As a junior at Arkansas, Barford averaged 12.8 points, 3.8 rebounds and 2 assists per game. He considered leaving early to pursue a pro career and declared for the 2017 NBA draft, but ultimately decided to return to Arkansas. On December 30, 2017, Barford notched a career-high 28 points in an overtime win against Tennessee Volunteers in which backcourt mate Daryl Macon also had a career high in points. Barford matched his career high with 28 points in an 88–73 loss to Florida on January 17, 2018. As a senior, he averaged 17.9 points and 3.9 rebounds per game. At the conclusion of the regular season he was named to the First Team All-SEC. After the season, he was invited to the Portsmouth Invitational Tournament and won MVP after averaging 19.3 points per game.

==Professional career==
===Greensboro Swarm (2018–2019)===
After going undrafted in the 2018 NBA draft, Barford joined the Minnesota Timberwolves for the 2018 NBA Summer League play. On July 26, he signed a training camp deal with the Charlotte Hornets. Barford was waived by the Hornets on October 11. He subsequently was added to the roster of the Hornets’ NBA G League affiliate, the Greensboro Swarm.
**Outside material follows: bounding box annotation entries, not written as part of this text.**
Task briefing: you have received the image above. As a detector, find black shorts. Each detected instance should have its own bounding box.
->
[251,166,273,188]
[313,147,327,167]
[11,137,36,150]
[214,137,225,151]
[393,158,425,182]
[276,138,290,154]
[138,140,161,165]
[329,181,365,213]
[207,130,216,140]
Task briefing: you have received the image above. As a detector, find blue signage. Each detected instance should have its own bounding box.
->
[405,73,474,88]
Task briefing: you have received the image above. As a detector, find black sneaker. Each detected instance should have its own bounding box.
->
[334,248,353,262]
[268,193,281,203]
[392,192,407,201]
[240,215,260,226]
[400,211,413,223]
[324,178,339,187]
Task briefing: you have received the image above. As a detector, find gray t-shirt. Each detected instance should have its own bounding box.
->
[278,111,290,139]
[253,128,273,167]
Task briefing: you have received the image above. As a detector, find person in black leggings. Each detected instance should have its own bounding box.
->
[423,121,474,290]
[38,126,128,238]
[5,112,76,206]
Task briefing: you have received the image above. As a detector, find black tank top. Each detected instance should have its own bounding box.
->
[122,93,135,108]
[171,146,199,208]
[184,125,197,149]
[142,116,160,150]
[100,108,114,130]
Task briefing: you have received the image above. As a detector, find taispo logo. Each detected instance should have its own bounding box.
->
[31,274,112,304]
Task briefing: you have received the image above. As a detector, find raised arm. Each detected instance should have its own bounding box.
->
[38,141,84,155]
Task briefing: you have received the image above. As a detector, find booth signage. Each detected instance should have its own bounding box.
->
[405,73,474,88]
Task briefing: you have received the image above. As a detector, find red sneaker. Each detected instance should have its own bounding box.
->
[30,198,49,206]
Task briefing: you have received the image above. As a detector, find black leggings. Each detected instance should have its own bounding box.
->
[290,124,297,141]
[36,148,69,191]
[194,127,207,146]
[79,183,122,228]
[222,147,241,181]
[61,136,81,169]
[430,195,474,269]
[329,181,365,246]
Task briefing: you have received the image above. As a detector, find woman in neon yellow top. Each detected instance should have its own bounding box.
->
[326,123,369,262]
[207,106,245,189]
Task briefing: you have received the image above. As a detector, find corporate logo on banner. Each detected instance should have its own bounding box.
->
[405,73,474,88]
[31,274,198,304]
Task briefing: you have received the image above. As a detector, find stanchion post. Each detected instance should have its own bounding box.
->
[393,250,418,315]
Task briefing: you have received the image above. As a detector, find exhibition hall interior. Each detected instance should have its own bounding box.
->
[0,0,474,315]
===Italian Serie A (2019–2020)===
On July 12, 2019, Barford signed with VL Pesaro of the LBA. Given the difficulties of Pesaro, next to the relegation, he left the team before the end of the season and moved to Virtus Roma. In his only game for the team, Barford had 13 points, 7 rebounds and 3 assists.

===Egypt (2020–2021)===
On October 27, 2020, Barford signed with Al Ittihad Alexandria of the Egyptian Basketball Super League.

===Italian Serie A (2021)===
Barford returned to Italy on February 8, 2021, signing until the end of the season for Vanoli Cremona. He averaged 15 points and 3.3 rebounds per game.

===Kazakhstan (2021–2022)===
On September 20, 2021, Barford signed with Astana of the Kazakhstan Championship, the VTB United League, and the FIBA Asia Champions Cup. He averaged 23 points, 4.8 rebounds, 2.1 steals and 1.6 assists per game in VTB United League play.

===Russia (2022–2024)===
On February 1, 2022, Barford signed with the Russian team Lokomotiv Kuban of the VTB United League.

===Italian Serie A (2024–present)===
On August 2, 2024, he signed with Pallacanestro Reggiana of the Italian Lega Basket Serie A (LBA).

==Career statistics==

===College===

| Year | Team | GP | GS | MPG | FG% | 3P% | FT% | RPG | APG | SPG | BPG | PPG |
|---|---|---|---|---|---|---|---|---|---|---|---|---|
| 2016–17 | Arkansas | 36 | 30 | 25.4 | .438 | .266 | .752 | 3.8 | 2.0 | 1.2 | .2 | 12.8 |
| 2017–18 | Arkansas | 35 | 35 | 31.3 | .470 | .431 | .721 | 3.9 | 2.5 | 1.0 | .3 | 17.9 |
| Career |  | 71 | 65 | 28.3 | .455 | .373 | .735 | 3.8 | 2.3 | 1.1 | .2 | 15.3 |

College statistics only available for final two years at Arkansas.